Christelijke encyclopedie

F.W. Grosheide (1926)

Gepubliceerd op 29-12-2019

Contra-remonstranten

betekenis & definitie

zijn de antipoden, de tegenvoeters van de Remonstranten. In ons vaderland dongen in de 16de en 17de eeuw twee levensbeschouwingen om den voorrang.

De Gereformeerde kerk in Nederland vertoonde wel èn in haar belijdenis èn in haar kerkenorde èn in haar liturgie een beslist Calvinistisch karakter, maar men had hier ook de geesteskinderen van Erasmus, Coornhert, e.a. Dezen zagen den band aan belijdenis en catechismus het liefst opgeheven, waren tegenstanders van het leerstuk der voorbeschikking, zochten steun bij de Overheid en hadden tegen haar inmenging in dingen, die van zuiver kerkelijken aard waren, geen bezwaar.

Door den persoonlijken strijd tusschen Arminius en Gomarus kwam er echter langzamerhand teekening in den strijd der geesten. De studenten aan de Hoogeschool te Leiden trokken of voor dezen of voor genen professor partij en allerlei twistgeschrijf ontstond.

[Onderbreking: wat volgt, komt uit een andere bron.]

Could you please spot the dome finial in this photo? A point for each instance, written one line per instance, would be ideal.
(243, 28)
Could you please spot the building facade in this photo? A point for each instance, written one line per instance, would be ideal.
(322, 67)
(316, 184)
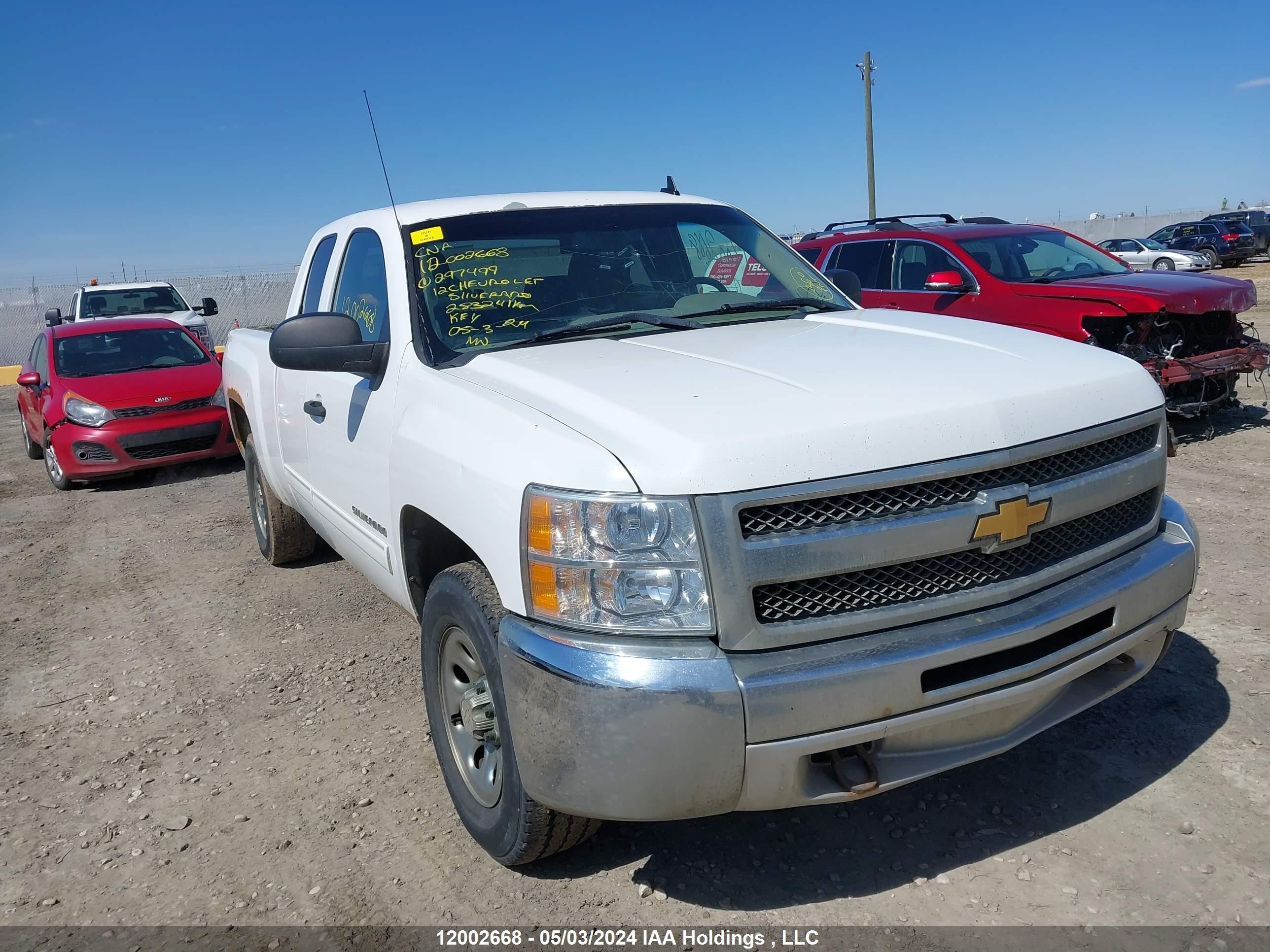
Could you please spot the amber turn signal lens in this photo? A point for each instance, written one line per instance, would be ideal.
(540, 525)
(543, 588)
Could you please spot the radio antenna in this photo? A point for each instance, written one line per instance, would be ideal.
(380, 150)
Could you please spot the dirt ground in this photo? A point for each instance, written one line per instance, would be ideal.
(191, 737)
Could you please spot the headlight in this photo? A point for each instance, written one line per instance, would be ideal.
(85, 413)
(614, 563)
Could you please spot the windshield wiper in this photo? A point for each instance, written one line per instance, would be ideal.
(618, 320)
(802, 304)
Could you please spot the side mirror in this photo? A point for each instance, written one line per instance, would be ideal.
(845, 281)
(945, 281)
(325, 342)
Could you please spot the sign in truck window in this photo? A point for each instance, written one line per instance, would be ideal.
(506, 278)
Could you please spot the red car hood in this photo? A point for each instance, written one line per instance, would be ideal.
(1146, 292)
(142, 387)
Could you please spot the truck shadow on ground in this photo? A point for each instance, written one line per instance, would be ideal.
(1061, 779)
(169, 475)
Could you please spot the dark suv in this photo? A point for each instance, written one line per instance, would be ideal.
(1227, 241)
(1256, 219)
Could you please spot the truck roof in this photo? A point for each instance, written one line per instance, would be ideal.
(131, 286)
(411, 212)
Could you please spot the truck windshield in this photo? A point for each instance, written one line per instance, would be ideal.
(1041, 257)
(160, 299)
(120, 352)
(499, 278)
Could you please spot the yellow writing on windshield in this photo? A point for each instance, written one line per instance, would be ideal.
(365, 312)
(470, 287)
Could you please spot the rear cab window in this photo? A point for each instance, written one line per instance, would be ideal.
(312, 299)
(362, 291)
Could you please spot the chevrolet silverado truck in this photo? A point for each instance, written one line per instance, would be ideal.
(680, 545)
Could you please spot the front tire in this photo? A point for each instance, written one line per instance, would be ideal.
(462, 690)
(54, 468)
(281, 532)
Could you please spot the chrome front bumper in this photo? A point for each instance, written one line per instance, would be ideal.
(640, 729)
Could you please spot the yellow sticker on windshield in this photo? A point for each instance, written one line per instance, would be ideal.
(424, 235)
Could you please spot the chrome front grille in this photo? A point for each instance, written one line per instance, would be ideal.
(882, 550)
(129, 411)
(930, 494)
(955, 572)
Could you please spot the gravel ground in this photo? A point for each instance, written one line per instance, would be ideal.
(191, 737)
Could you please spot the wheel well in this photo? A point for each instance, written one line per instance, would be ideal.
(239, 423)
(428, 549)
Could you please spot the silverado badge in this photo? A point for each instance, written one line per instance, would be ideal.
(1013, 521)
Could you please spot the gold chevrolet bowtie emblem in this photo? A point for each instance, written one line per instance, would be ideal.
(1013, 519)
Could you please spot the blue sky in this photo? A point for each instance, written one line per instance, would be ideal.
(181, 136)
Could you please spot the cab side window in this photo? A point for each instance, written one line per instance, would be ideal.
(362, 291)
(40, 357)
(870, 261)
(915, 261)
(312, 300)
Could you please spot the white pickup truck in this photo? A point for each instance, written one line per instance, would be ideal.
(680, 547)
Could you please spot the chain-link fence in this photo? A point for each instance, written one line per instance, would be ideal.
(250, 299)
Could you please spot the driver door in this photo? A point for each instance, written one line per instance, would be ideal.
(350, 419)
(914, 262)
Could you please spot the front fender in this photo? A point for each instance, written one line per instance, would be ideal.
(464, 455)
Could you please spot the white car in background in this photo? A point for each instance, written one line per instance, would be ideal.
(151, 299)
(1143, 254)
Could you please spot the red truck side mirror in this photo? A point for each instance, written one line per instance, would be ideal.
(945, 281)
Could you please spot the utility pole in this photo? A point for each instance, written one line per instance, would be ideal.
(867, 69)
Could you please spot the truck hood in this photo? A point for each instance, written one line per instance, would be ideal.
(1147, 292)
(765, 404)
(142, 387)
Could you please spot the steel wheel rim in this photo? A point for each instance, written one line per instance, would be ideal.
(55, 469)
(478, 758)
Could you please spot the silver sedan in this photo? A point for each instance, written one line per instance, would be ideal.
(1142, 254)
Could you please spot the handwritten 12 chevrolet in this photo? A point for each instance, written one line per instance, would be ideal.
(678, 541)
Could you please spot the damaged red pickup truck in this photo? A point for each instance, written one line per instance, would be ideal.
(1183, 328)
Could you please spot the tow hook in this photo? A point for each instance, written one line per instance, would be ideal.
(856, 768)
(1121, 663)
(477, 709)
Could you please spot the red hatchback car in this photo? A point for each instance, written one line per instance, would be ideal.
(107, 398)
(1183, 328)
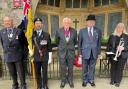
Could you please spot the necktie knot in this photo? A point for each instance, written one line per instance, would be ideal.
(90, 33)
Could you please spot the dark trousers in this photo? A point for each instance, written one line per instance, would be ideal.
(88, 69)
(117, 69)
(15, 67)
(38, 66)
(66, 68)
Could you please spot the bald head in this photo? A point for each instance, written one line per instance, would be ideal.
(66, 22)
(7, 21)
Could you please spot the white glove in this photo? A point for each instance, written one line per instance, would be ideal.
(50, 58)
(30, 52)
(80, 59)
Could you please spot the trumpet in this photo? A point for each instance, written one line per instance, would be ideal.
(118, 52)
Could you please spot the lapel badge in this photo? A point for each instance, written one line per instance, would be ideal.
(17, 37)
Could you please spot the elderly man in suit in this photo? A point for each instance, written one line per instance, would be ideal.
(66, 40)
(13, 41)
(89, 47)
(42, 53)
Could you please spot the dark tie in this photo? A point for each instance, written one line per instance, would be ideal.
(9, 31)
(66, 33)
(38, 33)
(90, 34)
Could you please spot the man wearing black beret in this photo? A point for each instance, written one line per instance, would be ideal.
(42, 53)
(89, 47)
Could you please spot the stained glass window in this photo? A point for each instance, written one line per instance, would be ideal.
(97, 3)
(105, 2)
(68, 3)
(84, 3)
(114, 1)
(57, 3)
(76, 3)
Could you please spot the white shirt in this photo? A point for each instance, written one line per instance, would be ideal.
(91, 30)
(39, 32)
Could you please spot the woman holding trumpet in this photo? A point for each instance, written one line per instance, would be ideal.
(117, 52)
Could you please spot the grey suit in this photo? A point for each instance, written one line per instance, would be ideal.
(66, 53)
(13, 53)
(89, 51)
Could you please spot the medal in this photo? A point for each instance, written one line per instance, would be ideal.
(10, 35)
(43, 42)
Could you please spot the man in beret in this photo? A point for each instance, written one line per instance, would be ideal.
(13, 41)
(66, 38)
(42, 53)
(89, 42)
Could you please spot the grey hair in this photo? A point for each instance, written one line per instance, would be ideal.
(120, 24)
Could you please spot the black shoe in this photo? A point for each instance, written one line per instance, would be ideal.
(15, 87)
(112, 83)
(117, 84)
(92, 84)
(46, 87)
(23, 87)
(71, 84)
(84, 84)
(62, 84)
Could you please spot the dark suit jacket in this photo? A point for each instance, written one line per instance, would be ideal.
(65, 48)
(113, 43)
(44, 48)
(13, 50)
(85, 46)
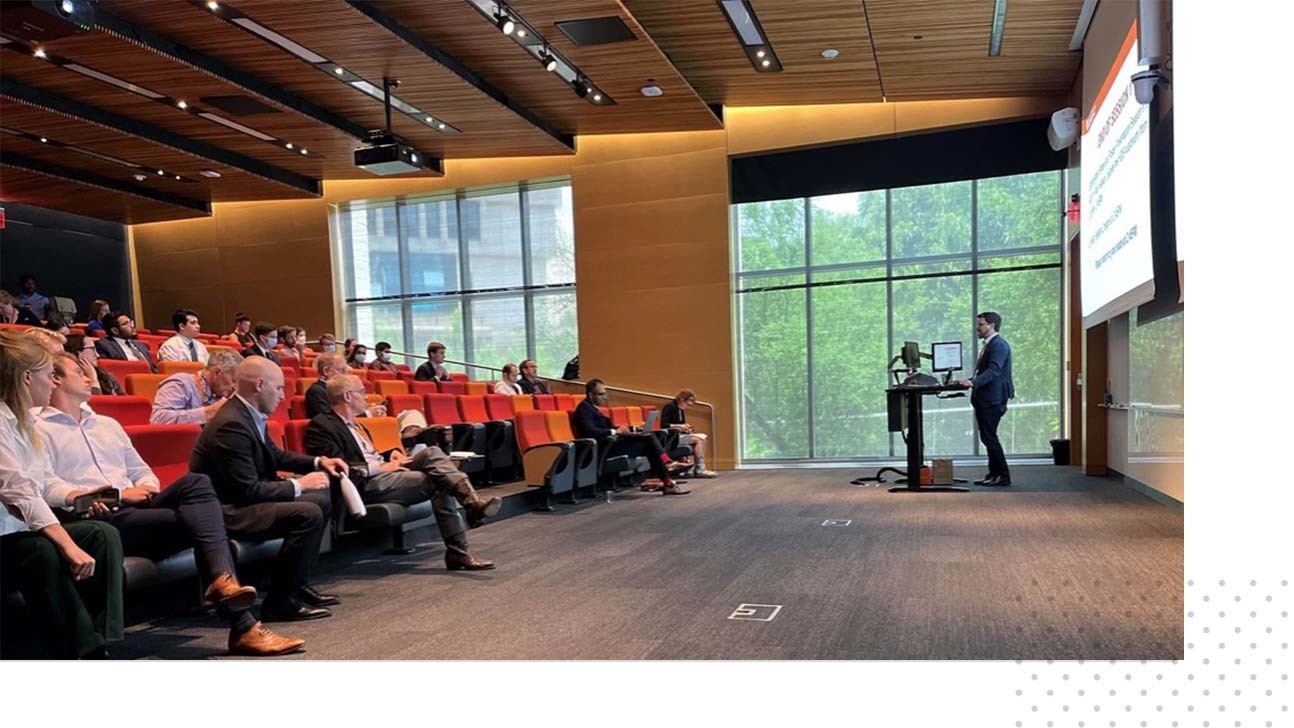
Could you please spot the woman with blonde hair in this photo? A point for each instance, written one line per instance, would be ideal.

Gomarus beschuldigde in 1608 zijn collega Arminius van Pelagianisme en zelfs Jezuïtisme, terwijl Arminius zich keerde tegen het „hooghe gevoelen” van den bovenvaldrijver Gomarus. Arminius overleed in 1609 midden in den strijd, maar met Arminius’ sterven bloedde waarlijk het geschil niet dood.

Een breede kring van leerlingen en vereerders van dezen propageerden zijn gevoelens (voorzichtigPelagiaansch getint) in de kerken. Al hooger laaide de twist op, zoodat het kwam tot twee partijen.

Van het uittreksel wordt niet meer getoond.